"I know already the music I will write. But the words? I have not yet decided"
About this Quote
Ligeti’s line sounds like a shrug, but it’s really a manifesto for how he thought composition should work: music first, language later, if at all. He’s sketching a hierarchy of certainty. The “music” arrives as an internal architecture he can already hear and trust. “The words” are a negotiable surface, a label that can mislead, corral, or domesticate what the sound is doing.
Coming from a composer who escaped postwar Hungary and spent a career side-eyeing authority, the subtext is political as much as aesthetic. Words are where regimes do their tidying: slogans, censored programs, approved narratives. Instrumental music, especially Ligeti’s swirling, cloudlike textures, is harder to police because it refuses to resolve into a single, quotable meaning. He’s not claiming music is purer; he’s admitting it’s freer. You can’t easily turn micropolyphony into a party line.
It also reads as a jab at the listener’s need for explanation. Modern music is perpetually asked to provide its “aboutness” to earn permission to exist. Ligeti flips that demand: the sound is non-negotiable; the story is optional. The remark hints at his precision, too. He wasn’t an anti-intellectual mystic. He was a craftsperson who could precompose dense structures, then decide later how much he wanted to guide the audience’s imagination with titles, texts, or program notes.
The wit is in the quiet confidence: the hard part is done. The part that makes people comfortable can wait.
Coming from a composer who escaped postwar Hungary and spent a career side-eyeing authority, the subtext is political as much as aesthetic. Words are where regimes do their tidying: slogans, censored programs, approved narratives. Instrumental music, especially Ligeti’s swirling, cloudlike textures, is harder to police because it refuses to resolve into a single, quotable meaning. He’s not claiming music is purer; he’s admitting it’s freer. You can’t easily turn micropolyphony into a party line.
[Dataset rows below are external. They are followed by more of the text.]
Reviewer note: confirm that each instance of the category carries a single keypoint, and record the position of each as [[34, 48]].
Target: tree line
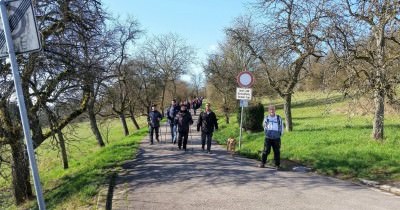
[[350, 46]]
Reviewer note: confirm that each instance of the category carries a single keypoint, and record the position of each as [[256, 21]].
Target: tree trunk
[[94, 127], [124, 125], [379, 91], [379, 102], [226, 111], [163, 98], [135, 123], [22, 189], [63, 149], [288, 112]]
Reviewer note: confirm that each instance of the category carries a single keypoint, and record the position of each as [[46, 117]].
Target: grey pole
[[240, 135], [21, 103]]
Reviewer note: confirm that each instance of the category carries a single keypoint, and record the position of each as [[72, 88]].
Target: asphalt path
[[163, 177]]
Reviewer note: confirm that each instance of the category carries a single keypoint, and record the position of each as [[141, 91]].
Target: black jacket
[[207, 122], [171, 113], [183, 120], [154, 118]]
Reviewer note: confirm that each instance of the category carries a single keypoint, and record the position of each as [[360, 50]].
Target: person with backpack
[[207, 122], [171, 114], [183, 120], [154, 122], [273, 128]]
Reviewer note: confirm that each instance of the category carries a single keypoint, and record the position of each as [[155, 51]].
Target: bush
[[253, 117]]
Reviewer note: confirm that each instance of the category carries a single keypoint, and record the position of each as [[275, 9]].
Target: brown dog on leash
[[231, 145]]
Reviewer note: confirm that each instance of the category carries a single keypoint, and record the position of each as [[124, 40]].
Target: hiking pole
[[191, 139]]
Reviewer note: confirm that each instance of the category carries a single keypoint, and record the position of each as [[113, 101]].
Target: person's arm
[[199, 121], [190, 119], [215, 122]]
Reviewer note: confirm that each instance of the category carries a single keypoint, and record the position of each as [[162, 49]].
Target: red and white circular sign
[[245, 79]]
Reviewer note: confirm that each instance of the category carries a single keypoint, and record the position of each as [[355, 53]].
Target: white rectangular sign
[[244, 103], [23, 28], [243, 93]]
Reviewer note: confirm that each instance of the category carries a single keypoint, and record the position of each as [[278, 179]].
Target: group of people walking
[[180, 120]]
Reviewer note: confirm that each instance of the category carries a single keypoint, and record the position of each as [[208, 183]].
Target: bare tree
[[49, 78], [364, 38], [170, 55], [125, 33], [283, 46]]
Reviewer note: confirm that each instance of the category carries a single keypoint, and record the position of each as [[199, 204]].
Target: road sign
[[244, 103], [245, 79], [243, 93], [23, 28]]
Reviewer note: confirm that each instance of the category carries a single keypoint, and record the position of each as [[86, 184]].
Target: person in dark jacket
[[171, 114], [183, 120], [207, 122], [154, 122]]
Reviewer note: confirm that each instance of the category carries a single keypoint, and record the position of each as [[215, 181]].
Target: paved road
[[163, 177]]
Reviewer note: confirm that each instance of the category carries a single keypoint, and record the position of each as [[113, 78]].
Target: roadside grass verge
[[90, 166], [329, 141]]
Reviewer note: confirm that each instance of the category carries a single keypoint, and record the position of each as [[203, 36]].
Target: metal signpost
[[14, 24], [245, 80]]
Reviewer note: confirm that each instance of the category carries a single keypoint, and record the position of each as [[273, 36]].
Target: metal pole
[[240, 135], [21, 103]]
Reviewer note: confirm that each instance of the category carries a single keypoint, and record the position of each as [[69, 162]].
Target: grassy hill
[[90, 166], [332, 136]]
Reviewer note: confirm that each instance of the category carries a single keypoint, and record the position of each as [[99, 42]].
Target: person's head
[[183, 108], [208, 106], [271, 110]]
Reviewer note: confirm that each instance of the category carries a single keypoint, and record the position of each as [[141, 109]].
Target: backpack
[[275, 134]]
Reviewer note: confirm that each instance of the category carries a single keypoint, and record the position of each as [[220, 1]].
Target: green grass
[[328, 140], [90, 167]]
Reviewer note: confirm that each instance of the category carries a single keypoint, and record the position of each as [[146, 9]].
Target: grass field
[[90, 166], [330, 137]]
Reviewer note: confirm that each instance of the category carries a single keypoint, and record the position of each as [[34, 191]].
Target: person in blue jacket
[[273, 128]]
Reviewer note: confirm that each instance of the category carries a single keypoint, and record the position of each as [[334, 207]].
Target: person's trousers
[[184, 136], [206, 138], [152, 129], [173, 132], [276, 146]]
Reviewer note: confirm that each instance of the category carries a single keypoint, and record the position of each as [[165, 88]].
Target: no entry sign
[[245, 79]]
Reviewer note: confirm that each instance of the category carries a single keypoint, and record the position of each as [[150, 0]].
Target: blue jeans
[[276, 146], [173, 132], [206, 137]]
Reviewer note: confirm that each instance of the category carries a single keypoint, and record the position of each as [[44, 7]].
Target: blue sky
[[199, 22]]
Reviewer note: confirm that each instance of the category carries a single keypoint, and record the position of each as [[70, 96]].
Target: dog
[[231, 145]]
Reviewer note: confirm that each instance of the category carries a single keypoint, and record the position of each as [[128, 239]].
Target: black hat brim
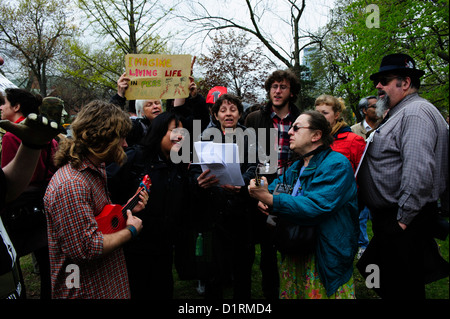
[[398, 71]]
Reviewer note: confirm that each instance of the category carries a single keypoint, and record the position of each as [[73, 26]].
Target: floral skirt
[[299, 279]]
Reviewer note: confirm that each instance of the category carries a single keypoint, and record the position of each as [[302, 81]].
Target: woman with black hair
[[149, 257], [227, 208]]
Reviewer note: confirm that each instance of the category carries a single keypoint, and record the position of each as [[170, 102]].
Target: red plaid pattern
[[282, 125], [73, 199]]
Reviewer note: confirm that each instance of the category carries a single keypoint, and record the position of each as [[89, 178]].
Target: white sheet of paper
[[222, 160]]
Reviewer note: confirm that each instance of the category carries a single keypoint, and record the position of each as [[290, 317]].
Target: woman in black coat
[[227, 208], [149, 257]]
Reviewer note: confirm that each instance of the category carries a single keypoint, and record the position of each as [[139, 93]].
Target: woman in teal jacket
[[323, 194]]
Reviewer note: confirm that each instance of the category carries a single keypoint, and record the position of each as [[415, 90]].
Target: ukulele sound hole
[[115, 222]]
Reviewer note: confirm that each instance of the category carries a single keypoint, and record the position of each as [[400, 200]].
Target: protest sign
[[157, 76]]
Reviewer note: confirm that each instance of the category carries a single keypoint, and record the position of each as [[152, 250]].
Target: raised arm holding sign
[[154, 76]]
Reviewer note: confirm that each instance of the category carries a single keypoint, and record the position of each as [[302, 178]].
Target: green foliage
[[416, 27]]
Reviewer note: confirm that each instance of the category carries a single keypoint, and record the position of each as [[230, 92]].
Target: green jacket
[[330, 202]]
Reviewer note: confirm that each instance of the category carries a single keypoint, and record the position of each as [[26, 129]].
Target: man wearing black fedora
[[403, 174]]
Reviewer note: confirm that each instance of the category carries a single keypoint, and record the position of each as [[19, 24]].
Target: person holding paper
[[227, 218]]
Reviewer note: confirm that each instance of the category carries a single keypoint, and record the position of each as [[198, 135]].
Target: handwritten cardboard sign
[[157, 76]]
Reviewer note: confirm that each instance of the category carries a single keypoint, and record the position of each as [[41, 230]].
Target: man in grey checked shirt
[[403, 174]]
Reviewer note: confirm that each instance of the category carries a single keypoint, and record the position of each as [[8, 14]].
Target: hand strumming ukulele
[[114, 217]]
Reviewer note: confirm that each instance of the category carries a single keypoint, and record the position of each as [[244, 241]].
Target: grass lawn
[[186, 289]]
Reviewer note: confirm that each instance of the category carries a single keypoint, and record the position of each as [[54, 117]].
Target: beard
[[382, 105]]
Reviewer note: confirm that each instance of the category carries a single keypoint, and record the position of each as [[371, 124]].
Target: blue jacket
[[330, 202]]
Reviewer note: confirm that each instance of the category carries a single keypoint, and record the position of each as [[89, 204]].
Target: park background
[[75, 50]]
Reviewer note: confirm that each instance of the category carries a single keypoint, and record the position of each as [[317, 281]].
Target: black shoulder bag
[[291, 238]]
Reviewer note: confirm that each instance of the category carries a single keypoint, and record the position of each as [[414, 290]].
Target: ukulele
[[114, 217]]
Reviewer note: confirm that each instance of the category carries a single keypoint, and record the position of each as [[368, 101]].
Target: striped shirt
[[406, 164], [78, 269]]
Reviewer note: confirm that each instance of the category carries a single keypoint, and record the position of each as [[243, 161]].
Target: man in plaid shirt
[[282, 88], [85, 263]]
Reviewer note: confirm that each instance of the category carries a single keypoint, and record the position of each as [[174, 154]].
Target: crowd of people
[[392, 168]]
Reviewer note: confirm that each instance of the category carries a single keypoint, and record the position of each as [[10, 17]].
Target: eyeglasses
[[178, 131], [384, 81], [275, 87], [297, 127]]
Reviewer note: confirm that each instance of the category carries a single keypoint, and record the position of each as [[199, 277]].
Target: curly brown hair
[[97, 130], [281, 75]]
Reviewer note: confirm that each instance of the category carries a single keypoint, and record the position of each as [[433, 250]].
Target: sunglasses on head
[[384, 80], [296, 127]]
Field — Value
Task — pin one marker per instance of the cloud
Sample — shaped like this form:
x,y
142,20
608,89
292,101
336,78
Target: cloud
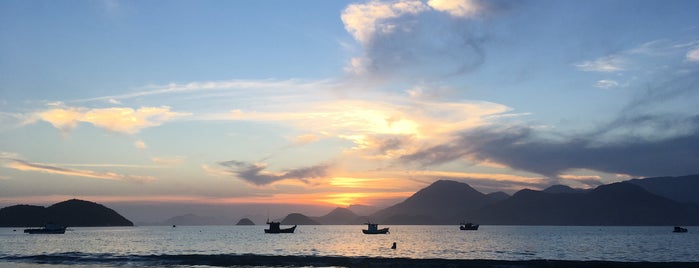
x,y
256,174
140,144
169,161
19,164
522,148
380,130
414,40
693,55
117,119
232,86
606,84
456,8
612,63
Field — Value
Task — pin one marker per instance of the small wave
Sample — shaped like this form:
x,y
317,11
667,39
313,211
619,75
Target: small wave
x,y
232,260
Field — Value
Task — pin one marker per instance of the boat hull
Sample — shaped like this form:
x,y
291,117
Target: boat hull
x,y
281,231
45,231
379,231
469,227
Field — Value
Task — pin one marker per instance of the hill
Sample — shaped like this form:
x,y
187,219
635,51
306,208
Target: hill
x,y
74,212
684,189
442,202
298,219
613,204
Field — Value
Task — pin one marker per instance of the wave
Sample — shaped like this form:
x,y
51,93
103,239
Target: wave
x,y
232,260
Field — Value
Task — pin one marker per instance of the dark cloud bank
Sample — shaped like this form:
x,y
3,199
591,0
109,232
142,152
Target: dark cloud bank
x,y
254,173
It also reads as a jab at the listener’s need for explanation. Modern music is perpetually asked to provide its “aboutness” to earn permission to exist. Ligeti flips that demand: the sound is non-negotiable; the story is optional. The remark hints at his precision, too. He wasn’t an anti-intellectual mystic. He was a craftsperson who could precompose dense structures, then decide later how much he wanted to guide the audience’s imagination with titles, texts, or program notes.
The wit is in the quiet confidence: the hard part is done. The part that makes people comfortable can wait.